I agree with him on almost all points. I have long advised against the use of clamps:
* For halakhic reasons: Rabbinic approval is scant        Mistake #4
* For practical reasons: Danger        Arrogance (here I outline another practice, which the Rabbi agreed should not be done - "Freehand")
* In addition, in the "methods of circumcision" I have described here (for education purposes), I have made it clear that while there are some mohels who opt to use the clamp, this practice has been forbidden by many many great rabbis and poskim

The points in which we might disagree are:
I maintain that according to Rabbi Moshe Feinstein, if there is minimal blood at the time of circumcision, the bris is valid b'dieved, as long as there was blood. Rabbi Amit believes there is never blood when a clamp is used, and any blood is not "dam brit" as I explained above. Rabbi Feinstein also makes it clear that the clamp is not to be used (Iggerot Moshe Yoreh Deah 3:99).

I am not a fan of telling thousands of people that their bris is unkosher and needs a touch-up, even if it is "merely" Hatafat Dam. With this Rabbi Amit and I will have to agree to disagree.
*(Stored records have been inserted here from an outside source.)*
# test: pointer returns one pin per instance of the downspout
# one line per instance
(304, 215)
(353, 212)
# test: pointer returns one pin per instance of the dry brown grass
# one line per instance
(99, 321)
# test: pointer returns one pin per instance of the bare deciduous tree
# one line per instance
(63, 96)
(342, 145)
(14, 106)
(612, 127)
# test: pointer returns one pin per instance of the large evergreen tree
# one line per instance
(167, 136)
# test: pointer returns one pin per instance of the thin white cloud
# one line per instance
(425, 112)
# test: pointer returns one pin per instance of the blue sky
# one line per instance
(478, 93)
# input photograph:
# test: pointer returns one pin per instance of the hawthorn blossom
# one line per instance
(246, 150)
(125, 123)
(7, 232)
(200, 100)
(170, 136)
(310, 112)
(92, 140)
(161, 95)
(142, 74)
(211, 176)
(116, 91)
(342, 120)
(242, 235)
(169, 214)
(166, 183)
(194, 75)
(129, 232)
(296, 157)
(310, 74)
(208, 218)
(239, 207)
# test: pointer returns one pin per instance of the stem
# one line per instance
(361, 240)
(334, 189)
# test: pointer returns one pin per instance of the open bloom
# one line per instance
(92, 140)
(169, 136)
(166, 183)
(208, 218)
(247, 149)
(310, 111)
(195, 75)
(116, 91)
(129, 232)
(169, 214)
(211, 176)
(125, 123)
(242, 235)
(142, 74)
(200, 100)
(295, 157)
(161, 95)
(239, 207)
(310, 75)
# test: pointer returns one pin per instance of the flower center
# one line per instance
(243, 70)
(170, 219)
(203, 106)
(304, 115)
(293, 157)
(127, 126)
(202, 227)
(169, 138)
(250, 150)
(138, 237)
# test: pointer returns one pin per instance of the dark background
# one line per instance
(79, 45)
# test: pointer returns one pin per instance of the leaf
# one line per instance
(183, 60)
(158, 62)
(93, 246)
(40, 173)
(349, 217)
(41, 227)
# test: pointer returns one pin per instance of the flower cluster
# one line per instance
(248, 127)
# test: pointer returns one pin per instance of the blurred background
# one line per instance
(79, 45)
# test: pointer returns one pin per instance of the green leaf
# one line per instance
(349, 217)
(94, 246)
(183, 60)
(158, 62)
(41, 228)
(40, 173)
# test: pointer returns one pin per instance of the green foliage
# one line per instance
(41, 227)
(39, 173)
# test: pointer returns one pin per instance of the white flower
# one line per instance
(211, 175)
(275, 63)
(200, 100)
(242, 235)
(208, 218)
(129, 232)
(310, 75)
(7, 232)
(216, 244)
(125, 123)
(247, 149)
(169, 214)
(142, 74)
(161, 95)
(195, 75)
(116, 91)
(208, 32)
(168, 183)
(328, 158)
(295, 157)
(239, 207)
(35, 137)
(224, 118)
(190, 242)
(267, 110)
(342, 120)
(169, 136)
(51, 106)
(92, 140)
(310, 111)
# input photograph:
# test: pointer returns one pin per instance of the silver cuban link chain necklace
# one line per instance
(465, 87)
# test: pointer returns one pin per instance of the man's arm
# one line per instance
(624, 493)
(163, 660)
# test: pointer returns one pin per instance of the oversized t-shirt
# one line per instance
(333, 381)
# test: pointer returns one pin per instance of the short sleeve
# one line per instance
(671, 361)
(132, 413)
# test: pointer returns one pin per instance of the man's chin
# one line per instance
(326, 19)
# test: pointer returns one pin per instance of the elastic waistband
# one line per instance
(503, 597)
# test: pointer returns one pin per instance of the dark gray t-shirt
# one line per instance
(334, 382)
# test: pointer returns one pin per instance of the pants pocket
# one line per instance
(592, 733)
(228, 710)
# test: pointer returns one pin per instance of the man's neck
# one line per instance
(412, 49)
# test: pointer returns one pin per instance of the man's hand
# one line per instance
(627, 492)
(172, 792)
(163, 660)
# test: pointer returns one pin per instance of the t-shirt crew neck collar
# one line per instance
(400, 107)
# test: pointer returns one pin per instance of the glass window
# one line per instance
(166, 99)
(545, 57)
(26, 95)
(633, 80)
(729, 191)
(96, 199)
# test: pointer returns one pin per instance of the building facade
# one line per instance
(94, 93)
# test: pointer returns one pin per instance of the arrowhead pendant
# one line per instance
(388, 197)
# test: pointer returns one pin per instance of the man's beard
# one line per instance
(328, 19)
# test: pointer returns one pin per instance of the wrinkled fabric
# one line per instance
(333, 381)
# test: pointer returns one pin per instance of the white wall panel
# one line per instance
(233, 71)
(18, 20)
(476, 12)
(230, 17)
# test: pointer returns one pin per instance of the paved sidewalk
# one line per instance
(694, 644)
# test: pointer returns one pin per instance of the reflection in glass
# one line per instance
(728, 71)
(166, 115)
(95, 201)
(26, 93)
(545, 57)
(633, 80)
Rabbi Howard Jachter has penned an article in which he talks about the clamp. I don't believe all the responsa he quotes are being portrayed accurately. I also don't understand what he means when he says "As long as the clamp is used properly." The clamp being used properly happens when the clamping arm is closed. This is what all the rabbis wrote against! The clamp being used "improperly" is when the clamping arm is not utilized. If one is not closing the clamp, why not just use the more traditional shield?

The deleted post (that inspired this one) concluded with these links.
He's YOUR baby, you have a right to choose whom you'll hire.
You have the responsibility to ask all the right questions to every mohel you interview before you settle on the one you want
And you also must take care to know what you are looking for to have the right kind of experience for your needs.  Always remember that the wrong attitude is not to ask.